Recent Investment Arbitration Cases involving CIS States

kazakhstan-mapLWhile the spotlight of the CIS arbitration community is currently focused on investment disputes between Ukrainian claimants and the Russian Federation, moving to jurisdictional phase in mid-July 2016, other CIS states have also provided some noteworthy developments.

This post highlights general trends identified in CIS-related Investor-State Dispute Settlement (“ISDS“) since 2015, and addresses certain cases that seem to be of particular interest.

General trends of ISDS in the CIS Region

2015 and the first half of 2016 have been quite intense in terms of investment arbitration in the CIS region. The number of publicly available investment arbitrations initiated during this period reached 20. Most of them invoked as the basis for jurisdiction post-Soviet BITs (16 cases), as well as multilateral treaties – the Energy Charter Treaty (4 cases) and the CIS Investors Rights Convention (1 case).

The Russian Federation has been the most frequent Respondent State, due to the numerous arbitral proceedings initiated by Ukrainian claimants, followed by Kazakhstan, Moldova, Ukraine and Kyrgyzstan. Non-CIS investors bringing claims against CIS states are mostly from Canada, the Netherlands and the United Kingdom.

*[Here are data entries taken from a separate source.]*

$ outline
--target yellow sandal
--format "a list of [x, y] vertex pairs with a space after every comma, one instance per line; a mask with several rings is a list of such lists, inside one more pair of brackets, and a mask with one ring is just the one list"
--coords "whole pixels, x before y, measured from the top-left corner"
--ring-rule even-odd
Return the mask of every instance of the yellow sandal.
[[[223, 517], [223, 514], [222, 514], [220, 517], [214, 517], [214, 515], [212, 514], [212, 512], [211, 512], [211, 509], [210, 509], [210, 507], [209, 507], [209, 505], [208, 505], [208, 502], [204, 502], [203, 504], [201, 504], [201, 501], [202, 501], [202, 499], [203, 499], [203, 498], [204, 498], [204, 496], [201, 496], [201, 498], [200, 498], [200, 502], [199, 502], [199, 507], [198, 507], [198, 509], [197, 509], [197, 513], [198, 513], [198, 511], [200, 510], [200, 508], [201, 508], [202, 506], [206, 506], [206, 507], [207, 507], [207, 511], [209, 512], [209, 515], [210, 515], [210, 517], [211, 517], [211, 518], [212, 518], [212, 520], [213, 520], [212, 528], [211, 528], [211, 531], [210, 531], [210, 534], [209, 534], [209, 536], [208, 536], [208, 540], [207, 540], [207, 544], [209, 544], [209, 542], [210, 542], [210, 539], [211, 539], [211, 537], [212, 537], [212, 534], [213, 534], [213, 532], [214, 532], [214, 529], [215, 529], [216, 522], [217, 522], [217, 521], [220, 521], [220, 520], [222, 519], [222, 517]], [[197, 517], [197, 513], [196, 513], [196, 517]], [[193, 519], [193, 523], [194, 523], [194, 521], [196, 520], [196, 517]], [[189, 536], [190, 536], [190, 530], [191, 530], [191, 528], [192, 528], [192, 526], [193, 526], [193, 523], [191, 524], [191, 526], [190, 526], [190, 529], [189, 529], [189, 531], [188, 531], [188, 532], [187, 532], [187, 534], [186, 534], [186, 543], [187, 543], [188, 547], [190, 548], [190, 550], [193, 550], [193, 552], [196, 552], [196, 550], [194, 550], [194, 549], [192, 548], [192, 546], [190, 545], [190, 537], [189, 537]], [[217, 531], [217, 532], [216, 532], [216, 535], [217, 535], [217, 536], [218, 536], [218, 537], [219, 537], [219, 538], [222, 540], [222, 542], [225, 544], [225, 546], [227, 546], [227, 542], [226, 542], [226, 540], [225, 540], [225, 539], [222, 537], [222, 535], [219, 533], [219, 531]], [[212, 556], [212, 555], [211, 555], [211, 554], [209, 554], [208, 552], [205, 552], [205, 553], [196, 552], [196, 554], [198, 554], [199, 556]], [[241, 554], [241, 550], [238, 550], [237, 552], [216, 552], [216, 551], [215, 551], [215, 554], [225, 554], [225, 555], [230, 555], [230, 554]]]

Deviating from the global trend reflected in the latest UNCTAD IIA Issues Note, most CIS investment arbitrations were filed under the UNCITRAL Arbitration Rules (12 cases), rather than with the ICSID (5 cases), owing to the non-ratification of the ICSID Convention by many CIS states. The Stockholm Chamber of Commerce Arbitration Rules traditionally remains among three of the most frequently invoked in ISDS.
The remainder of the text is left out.